Information on sports injuries of the hip joint

06 January 2022
Dr. Elviz Qasımov

Femoroacetabular impingement syndrome.

The hip joint is formed by the femoral head and the acetabulum. Congenital or acquired bony protrusions of one of these two bones cause restriction of movement in the joint. This condition is called femoroacetabular impingement syndrome. Deformities that occur in the bones during movement result in damage to the articular cartilage of the head of femoral bone and the articular lip (labrum) of the acetabulum. Femoroacetabular impingement syndrome occurs most often in people who live an active lifestyle and participate in sports.

In the illustration below, you can see that when you bend the hip joint after a certain angle, the hip bone collides with the pelvic bone. In a healthy body this impact is softer.

Picture: impact point

There are two main types of impacts: Cam and Pincer.

Cam impingement: in this type of impingement, the head of femoral bone loses its ball-like shape and takes a mushroom shape. In this form, the convex part of the head of femoral bone contacts the acetabulum during hip flexion. After a long time, the head of femoral bone damages the articular surface of the acetabulum and leads to premature calcification and osteoarthritis.

Pincer impingement: In this type of impingement, the acetabulum is deeper and more backward than normal. This causes the acetabulum to surround the head of femoral bone too much and reduce the angle of motion. This causes friction in the joint.

Sometimes these two types of impingement occur at the same time, and this condition is called mixed impingement.

Due to the fact that in the early stage of the disease, pain quickly goes away, patients refuse to go to the doctor. However, as the disease progresses, long-term pain, continued pain at rest, nocturnal pain, and eventually calcifications, which limit the amount of movement in the joint, are noted. In addition, the presence of pain in the patient’s lumbar spine may indicate femoroacetabular impingement syndrome. Because with this disease, the pain extends to the sacroiliac area and to the projection of the greater trochanter of the femur.

Femoroacetabular impingement syndrome can be confused with hip dysplasia, lumbar vertebral pain, radiculopathy in the back, bursitis of the greater trochanter of the femur, pear muscle syndrome, iliopsoas muscle syndrome, gynecological conditions, tension of adjacent muscles, etc.

Femoroacetabular impingement syndrome is more common in patients who participate in hockey, horseracing, yoga, soccer, acrobatics, cycling, weight lifting, etc.

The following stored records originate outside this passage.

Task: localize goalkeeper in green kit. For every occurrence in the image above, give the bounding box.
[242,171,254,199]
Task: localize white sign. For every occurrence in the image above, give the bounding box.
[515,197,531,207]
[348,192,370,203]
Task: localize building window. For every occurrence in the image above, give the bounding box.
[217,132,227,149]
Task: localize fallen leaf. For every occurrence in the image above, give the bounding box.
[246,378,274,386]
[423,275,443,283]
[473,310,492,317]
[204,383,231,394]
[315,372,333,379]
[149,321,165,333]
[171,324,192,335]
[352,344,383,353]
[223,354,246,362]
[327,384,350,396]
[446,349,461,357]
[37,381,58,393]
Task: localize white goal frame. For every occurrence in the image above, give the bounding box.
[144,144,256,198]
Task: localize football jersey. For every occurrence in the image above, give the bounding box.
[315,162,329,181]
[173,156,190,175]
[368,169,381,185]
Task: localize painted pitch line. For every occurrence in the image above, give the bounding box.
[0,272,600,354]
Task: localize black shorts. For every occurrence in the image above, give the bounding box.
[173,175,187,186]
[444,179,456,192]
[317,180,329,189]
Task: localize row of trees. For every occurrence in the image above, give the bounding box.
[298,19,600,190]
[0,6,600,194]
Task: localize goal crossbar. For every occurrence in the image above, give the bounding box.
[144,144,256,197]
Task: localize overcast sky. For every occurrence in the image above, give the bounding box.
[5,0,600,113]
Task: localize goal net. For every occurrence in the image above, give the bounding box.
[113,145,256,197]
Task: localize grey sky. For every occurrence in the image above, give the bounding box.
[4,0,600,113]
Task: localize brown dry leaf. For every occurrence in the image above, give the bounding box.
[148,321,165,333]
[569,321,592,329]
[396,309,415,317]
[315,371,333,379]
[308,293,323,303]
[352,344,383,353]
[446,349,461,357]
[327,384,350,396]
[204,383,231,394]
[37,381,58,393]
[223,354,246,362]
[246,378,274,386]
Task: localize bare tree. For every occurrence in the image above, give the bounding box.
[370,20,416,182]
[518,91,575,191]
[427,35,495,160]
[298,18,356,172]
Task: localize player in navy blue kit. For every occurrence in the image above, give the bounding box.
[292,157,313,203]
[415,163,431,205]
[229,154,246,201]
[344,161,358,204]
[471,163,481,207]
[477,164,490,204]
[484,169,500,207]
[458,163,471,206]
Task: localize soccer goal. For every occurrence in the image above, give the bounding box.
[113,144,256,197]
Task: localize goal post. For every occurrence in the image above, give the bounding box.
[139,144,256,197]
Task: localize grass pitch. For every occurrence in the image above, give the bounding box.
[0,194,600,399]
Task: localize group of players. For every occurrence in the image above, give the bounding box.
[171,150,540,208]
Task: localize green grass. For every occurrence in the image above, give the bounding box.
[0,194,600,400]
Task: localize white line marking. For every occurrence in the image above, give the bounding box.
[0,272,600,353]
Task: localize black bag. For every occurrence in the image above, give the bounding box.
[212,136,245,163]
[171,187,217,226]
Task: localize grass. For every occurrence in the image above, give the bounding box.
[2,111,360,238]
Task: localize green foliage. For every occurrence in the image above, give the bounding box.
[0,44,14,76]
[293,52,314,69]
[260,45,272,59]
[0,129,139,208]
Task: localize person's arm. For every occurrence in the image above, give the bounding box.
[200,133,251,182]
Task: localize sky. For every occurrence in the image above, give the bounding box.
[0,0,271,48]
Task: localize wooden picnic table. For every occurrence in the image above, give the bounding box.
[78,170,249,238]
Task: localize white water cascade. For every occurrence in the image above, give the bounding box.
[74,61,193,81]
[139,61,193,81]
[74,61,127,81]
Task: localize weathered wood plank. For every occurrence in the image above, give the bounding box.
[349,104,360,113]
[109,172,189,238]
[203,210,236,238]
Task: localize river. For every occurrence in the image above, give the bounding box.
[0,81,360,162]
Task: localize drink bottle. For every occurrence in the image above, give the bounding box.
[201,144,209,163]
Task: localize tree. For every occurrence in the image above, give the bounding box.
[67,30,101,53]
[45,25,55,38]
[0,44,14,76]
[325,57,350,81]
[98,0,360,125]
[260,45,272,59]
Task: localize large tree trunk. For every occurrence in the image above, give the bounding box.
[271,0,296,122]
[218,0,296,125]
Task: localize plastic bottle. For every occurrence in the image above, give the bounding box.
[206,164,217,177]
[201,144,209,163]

A thorough history and instrumental diagnosis is necessary to make a correct diagnosis. Conventional X-ray examination can reveal Cam and Pincer type collision syndrome. Magnetic resonance imaging can detect damage to the articular lip of the acetabulum.

If there are difficulties at the time of diagnosis, performing local anesthesia at the hip joint is important. After a local anesthetic is injected into the hip joint and a steroid is injected, three possible outcomes can be expected.

  1. If the pain does not go away, then it is not coming from the hip joint.
  2. If the pain occurs again 24-48 hours after the injection, the source of the pain is the hip joint. These patients require surgical treatment.
  3. If the pain goes away for a long time, the pain is due to swelling of the hip joint. Steroids relieve the swelling and as a result the pain disappears. Such patients should be treated conservatively, but if there is no effect, you should turn to surgical methods of treatment.

Treatment for hip injuries

The first step in the treatment of femoroacetabular impingement syndrome is conservative treatment. Ligaments and pelvic stabilizer muscles are strengthened with physical therapy methods. Along with this, nonsteroidal anti-inflammatory drugs are taken orally, in order to relieve the pain syndrome on a variable or permanent basis. If conservative treatment is ineffective, surgical methods of treatment are used.

Surgical treatment is performed using open surgery or arthroscopy. After open surgery, the patient is recommended to use a crutch for 6 months. For several days after surgery, the patient may experience severe pain.

Since arthroscopic surgery results in less tissue damage, early patient activation is possible, and rehabilitation time is short, which shows the advantage of this method of surgery. Surgical intervention is performed through 2-3 punctures, 1 cm in length.

Failure to treat patients who suffer from femoroacetabular impingement syndrome can lead to cartilage damage in the hip joint and the occurrence of defects in the joint.